A relentlessly honest depiction of motherhood
In her debut novel, theatre artist Erin Brubacher explores the hope and heartbreak of creating a child
Multidisciplinary theatre artist Erin Brubacher knows a thing or two about human nature.
She’s directed some of the most provocative and lasting theatre projects in Canada, from Jordan Tannahill’s coming-of-age requiem “Concord Floral” to Evalyn Parry and Laakkuluk Williamson Bathory’s autobiographical concert “Kiinalik: These Sharp Tools.” Time and again, Brubacher has proven herself as a shaper of stories, using time, music and human connection as her clay.
In her debut novel “These Songs I Know By Heart,” references that align with Brubacher’s theatrical career tether the inner life of an unnamed narrator to the here and now of recent Toronto.
Over a breezy 200-plus pages, we follow a theatremaker on the threshold of 40 as she juggles domestic life — a significant other, called the Turtle; his tween daughter, called the Kid; and an as-yet unconceived baby — with a career that volleys her from Toronto to Iqaluit and all over Europe. Our narrator sees the world through the gauzy haze of her memories and, as such, time unfurls at an inconsistent pace: in the pages leading up to the pandemic, life flits quickly from scene to scene, as bittersweet endings swiftly pave the way to new beginnings.

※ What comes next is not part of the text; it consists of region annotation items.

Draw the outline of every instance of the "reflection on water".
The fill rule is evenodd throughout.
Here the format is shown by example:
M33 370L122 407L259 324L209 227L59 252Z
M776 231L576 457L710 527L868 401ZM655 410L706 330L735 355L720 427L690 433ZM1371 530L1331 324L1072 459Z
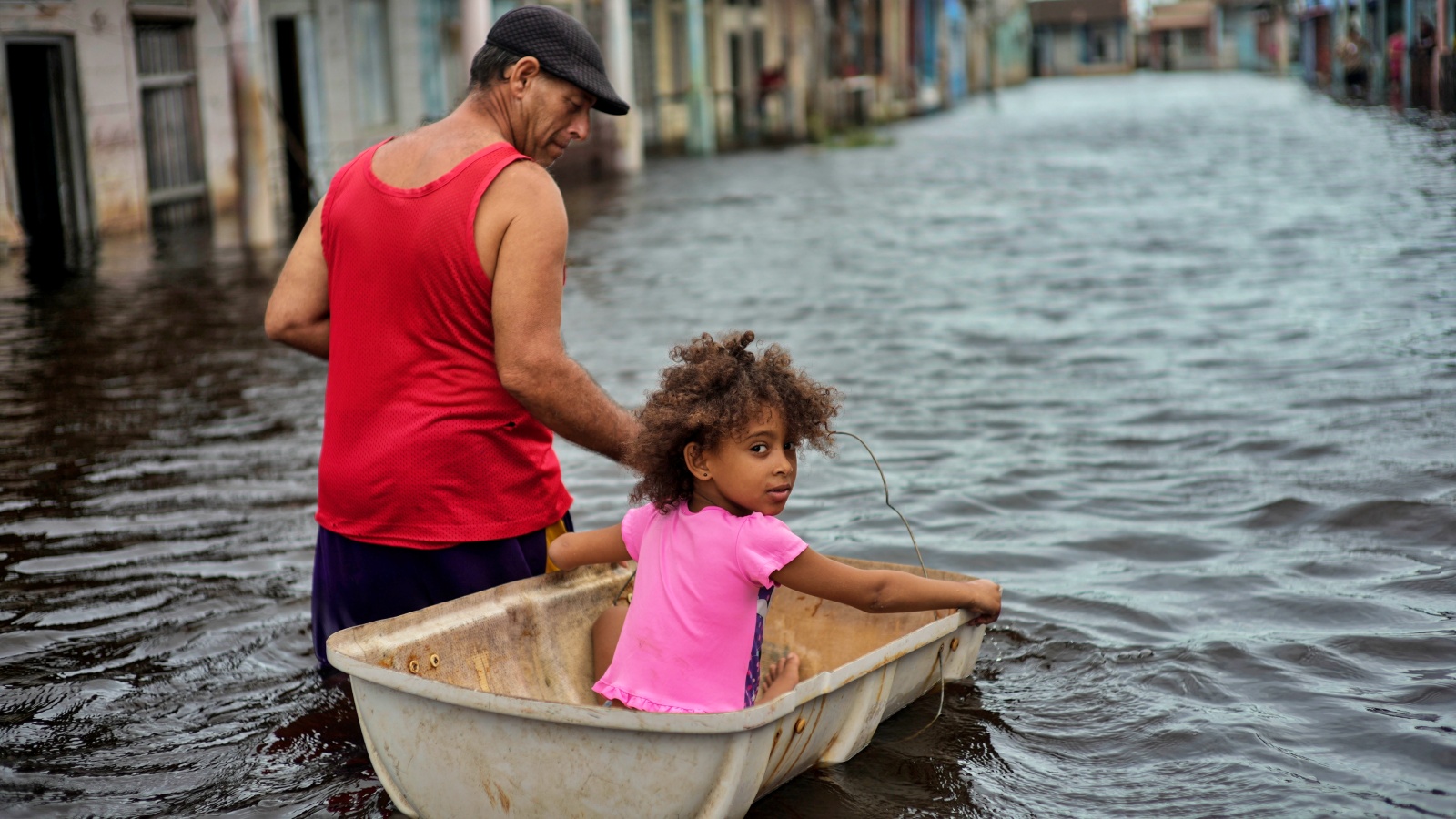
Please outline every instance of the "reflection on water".
M846 395L977 675L757 816L1453 815L1456 147L1252 76L1038 82L894 144L571 192L566 340L636 402L751 328ZM0 800L377 816L307 635L326 367L275 259L0 268ZM562 446L585 526L629 478ZM910 561L868 458L786 520Z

But when the pandemic hits around the halfway point, time slows down to its most torturous nanoseconds. When can our narrator have a baby? Thanks to the shutdown of non-essential medical services like IVF, it’s hard to say. When can she return to her life as an internationally renowned director and collaborator? That’s not clear either. How will she survive each day in blisteringly close proximity to her life partner and stepdaughter? No idea.

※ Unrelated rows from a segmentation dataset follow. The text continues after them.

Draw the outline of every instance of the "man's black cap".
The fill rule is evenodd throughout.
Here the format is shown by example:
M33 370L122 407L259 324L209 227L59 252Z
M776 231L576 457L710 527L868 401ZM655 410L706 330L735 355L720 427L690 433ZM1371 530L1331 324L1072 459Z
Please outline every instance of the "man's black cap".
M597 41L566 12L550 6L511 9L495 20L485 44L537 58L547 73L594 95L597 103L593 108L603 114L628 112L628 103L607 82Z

“These Songs I Know By Heart” is tender, gripping and relentlessly honest in its depiction of motherhood and the years leading up to it. Our narrator doesn’t sugar-coat the anxieties of becoming a step-parent — there’s a certain calculus to bonding with a tween, no matter how cool they might seem — and the journey to our narrator and the Turtle’s eventual blended family is gorgeously nuanced. There are no heroes in this story and, as painted by Brubacher, the only villain seems to be a ticking clock.
But what makes “These Songs I Know By Heart” so successful is the double-edged gifts afforded to our narrator by time; life lessons that almost quiet the urgency to have a baby as quickly as possible. In between snapshots of daily life — a chest filled with blankets and pillows here, a conversation with an unnamed playwright who may or may not be Hannah Moscovitch there — we follow our narrator on a camping trip with an old friend named Alice. In these moments, the freneticism of work quiets to a blissful hum. That's female friendship, captured perfectly and in all its quirks by Brubacher.
In an afterword, Brubacher contends that “These Songs I Know By Heart” is a work of fiction, despite drawing from Brubacher’s own “impressions and experiences of living.”
To describe the book as a memoir would be to ignore the painstaking, gossamer layers afforded to each character by our narrator’s memories of them — memories inspired by Brubacher’s own life, sure, but the narrator of “These Songs I Know By Heart” is a woman all her own, a fictional artist in a world of fictional art.
Brubacher’s novel shows off the same flair for dramatic intimacy that makes her such a sought-after collaborator in the theatre world. It’s brisk, poetic, relatable read.